Faster way to subset data table instead of a for loop R

Question

I have a data table (you'll need the data table package installed) in R generated with X and Y coordinates and random data values from both normal and uniform distributions. The coordinates represent points on a 2000x1600 array and has to be divided into 16 smaller "sectors" each 500x400. These sectors need their mean of Normal Distribution values taken, divided by the min^2 of the Uniform Distribution values. I also created two variables x and y using a provided function startstop, that have the coordinates for the 16 sectors and a function that calculates the numbers for each sector.

library(data.table)
DT <- data.table(X = rep(1:2000, times = 1600), Y = rep(1:1600, each = 2000), Norm =rnorm(1600*2000), Unif = runif(1600*2000))
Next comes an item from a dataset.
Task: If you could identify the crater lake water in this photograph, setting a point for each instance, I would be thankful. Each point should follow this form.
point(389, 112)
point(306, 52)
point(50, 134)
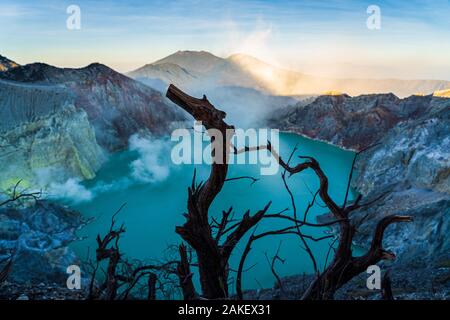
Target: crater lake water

sectorCalc <- function(x,y,DT) {
    sector <- numeric(length = 16)
    for (i in 1:length(sector)) {
        sect <- DT[X %between% c(x[[1]][i],x[[2]][i]) & Y %between% c(y[[1]][i],y[[2]][i])]
        sector[i] <- sCalc(sect)
    }
    return(sector)
 }

startstop <- function(width, y = FALSE) {
    startend <- width - (width/4 - 1)
    start <- round(seq(0, startend, length.out = 4))
    stop <- round(seq(width/4, width, length.out = 4))
    if  (length(c(start,stop)[anyDuplicated(c(start,stop))]) != 0) {
        dup <- anyDuplicated(c(start,stop))
        stop[which(stop == c(start,stop)[dup])] <- stop[which(stop == c(start,stop)[dup])] - 1
}
    if (y == TRUE) {
        coord <- list(rep(start, each = 4), rep(stop, each = 4))
  } else if (y == FALSE) {
        coord <- list(rep(start, times = 4), rep(stop, times = 4))
  }
  return(coord)
}

x <- startstop(2000)
y <- startstop(1600, T)

sectorNos <- sectorCalc(x,y,DT)

The startstop function isn't really an issue but I need a faster way to subset the data table. Some modifications have to be made to the 'sectorCalc' function. The for loop was the best way I could think of but I don't have too much experience with data tables. Any ideas on a faster method of breaking up the data table?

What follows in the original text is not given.